You may, and indeed should test your code against the code of your classmates. You may also test against mine which is available on the lab computers (e.g. 165.106.10.186) in the directory /home/gtowell/Public/246/HW8. To aid in your testing and debugging, if you execute

	huff textfile -1 > /dev/null

you will get, to stderr, a list of all 128 ascii characters (by number), their frequency in the entire file, the number of bits in their encoding and the encoding. Possibly more helpful still, change the -1 to a positive number (N). This gives you the same information, but for only the first N characters in the input file.

A file compressed by your code should be decompressable by mine, and the converse.

All tests will be on files that contain only characters in the ASCII set.

Some hints:

The method described above works ONLY on ASCII characters in the range 0-127. It does not handle anything else -- and will break with anything else. To simplify the problem (a little) you may assume that the files to be compressed contain only ASCII characters.
Writing and reading compressed files means that you have to work with bits not bytes. This is awkward with the functions in stdio.h, all of which work with bytes. Consider writing bits. You will need a structure that stores the bits to write, as well as the number of bits that have been written. When this number goes above 8 (the number of bits in a byte), write out the byte and clear the bits from your buffer. When reading, you will have to do the opposite, reading in a byte and storing it, while offering up one bit at a time via a function.
When writing a compressed file, you might read the last input character and still have some unwritten bits in your buffer. Make sure to flush the buffer before close the file.
When reading a compressed file, there may be some leftover bits at the end of reading. (That’s because the writer might have written a number of bits that is not divisible by 8.) That’s OK—just don’t read them.
You have choices when it comes to implementing your forest. Best would be using a min-heap. But it’s OK if you use some other structure. You can get 10 bonus, extra-credit points for using a heap, though.

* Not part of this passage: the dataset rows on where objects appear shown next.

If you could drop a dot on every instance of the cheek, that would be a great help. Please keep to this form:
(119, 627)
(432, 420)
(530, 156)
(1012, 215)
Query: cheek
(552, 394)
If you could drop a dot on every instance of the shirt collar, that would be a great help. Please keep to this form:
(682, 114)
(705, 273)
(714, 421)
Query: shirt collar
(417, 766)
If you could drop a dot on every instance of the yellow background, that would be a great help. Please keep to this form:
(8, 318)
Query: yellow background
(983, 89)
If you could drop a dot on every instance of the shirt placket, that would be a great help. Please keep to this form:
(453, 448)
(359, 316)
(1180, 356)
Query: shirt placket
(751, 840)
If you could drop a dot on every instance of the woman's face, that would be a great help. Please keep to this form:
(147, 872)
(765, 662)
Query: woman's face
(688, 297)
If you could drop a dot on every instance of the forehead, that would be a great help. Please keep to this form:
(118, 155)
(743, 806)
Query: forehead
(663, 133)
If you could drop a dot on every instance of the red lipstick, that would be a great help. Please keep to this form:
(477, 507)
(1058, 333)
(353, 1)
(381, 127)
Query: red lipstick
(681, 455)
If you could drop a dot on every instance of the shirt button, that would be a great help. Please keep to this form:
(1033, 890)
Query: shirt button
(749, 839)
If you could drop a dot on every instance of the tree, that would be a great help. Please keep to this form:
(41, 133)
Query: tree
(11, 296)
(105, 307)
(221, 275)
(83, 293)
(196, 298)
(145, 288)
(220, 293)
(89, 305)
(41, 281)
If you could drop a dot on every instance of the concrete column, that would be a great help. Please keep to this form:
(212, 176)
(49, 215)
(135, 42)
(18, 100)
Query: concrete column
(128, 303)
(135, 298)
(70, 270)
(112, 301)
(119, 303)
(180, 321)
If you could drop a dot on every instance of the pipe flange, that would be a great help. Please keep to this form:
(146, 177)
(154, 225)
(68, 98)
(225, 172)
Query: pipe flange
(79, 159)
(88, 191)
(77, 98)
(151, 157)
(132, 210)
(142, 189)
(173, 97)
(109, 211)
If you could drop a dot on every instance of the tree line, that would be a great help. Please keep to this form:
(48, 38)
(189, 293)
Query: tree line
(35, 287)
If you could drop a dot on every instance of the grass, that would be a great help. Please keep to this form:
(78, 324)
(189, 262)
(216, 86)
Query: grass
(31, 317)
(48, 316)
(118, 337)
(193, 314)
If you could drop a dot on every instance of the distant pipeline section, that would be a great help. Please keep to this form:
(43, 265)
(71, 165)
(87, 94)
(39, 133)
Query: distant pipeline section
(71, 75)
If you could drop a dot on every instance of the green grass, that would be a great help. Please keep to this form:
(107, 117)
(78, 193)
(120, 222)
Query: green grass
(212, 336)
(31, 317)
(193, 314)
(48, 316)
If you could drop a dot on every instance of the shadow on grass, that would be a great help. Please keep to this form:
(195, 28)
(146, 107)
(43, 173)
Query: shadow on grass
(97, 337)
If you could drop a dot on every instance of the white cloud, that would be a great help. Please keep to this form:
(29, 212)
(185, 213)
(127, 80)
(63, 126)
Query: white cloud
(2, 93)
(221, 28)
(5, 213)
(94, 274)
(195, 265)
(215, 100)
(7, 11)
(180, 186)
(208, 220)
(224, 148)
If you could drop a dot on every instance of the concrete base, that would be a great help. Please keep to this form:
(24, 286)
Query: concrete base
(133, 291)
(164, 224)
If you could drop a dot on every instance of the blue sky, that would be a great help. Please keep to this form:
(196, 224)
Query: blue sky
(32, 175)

Finally, code organization matters. As usual, try to be inspired by OO ideas. While it might be convenient to put all of your code into one file; don't. Insteadbreak it up into at least two .c files and one .h. (You could certainly use more.)

What to submit:

README file. This is a file literally named README. This file should follow the format of https://cs.brynmawr.edu/cs246/README.txt Your readme file should clearly state how to compile and run you program.
All program files for this task.
A script showing the use of your code This should illustrate all of the apps functions (There are really only 2).
Your makefile. Yes, you must have one.
Include in your submission a reflection. This file should contain reflections on this assignment (what was hard? what wasn’t so bad? how much time did it take?) as well as any general reflections you wish to share about the course.
Do NOT include emacs temp files, or the temp files of any other program. For emacs these are of the form xxxx~ and #xxxx#. Also do not include an executable files or intermediate compilation results (.o files).

How to submit

Do not use the submit script
Use tar to create an compressed archive of your submission. Name the tar file something clever like YOURLOGIN_qwe_8.tar.gz where "qwe" is a set of three "secret characters".
Copy your tar file to /home/gtowell/submissions/spring2021/cmsc246/project8. Only I can get a directory listing of this directory so the three secret characters keeps other students from accidentally overwriting (before you get permission set as below), or reading, your work.
Set permissions on your submission so that anyone can read but only you can write to the file. That way no one can accidentally overwrite your submission. If you do not allow anyone to read then I will not be able to read. This will result in a poor grade for the assignment (think zero).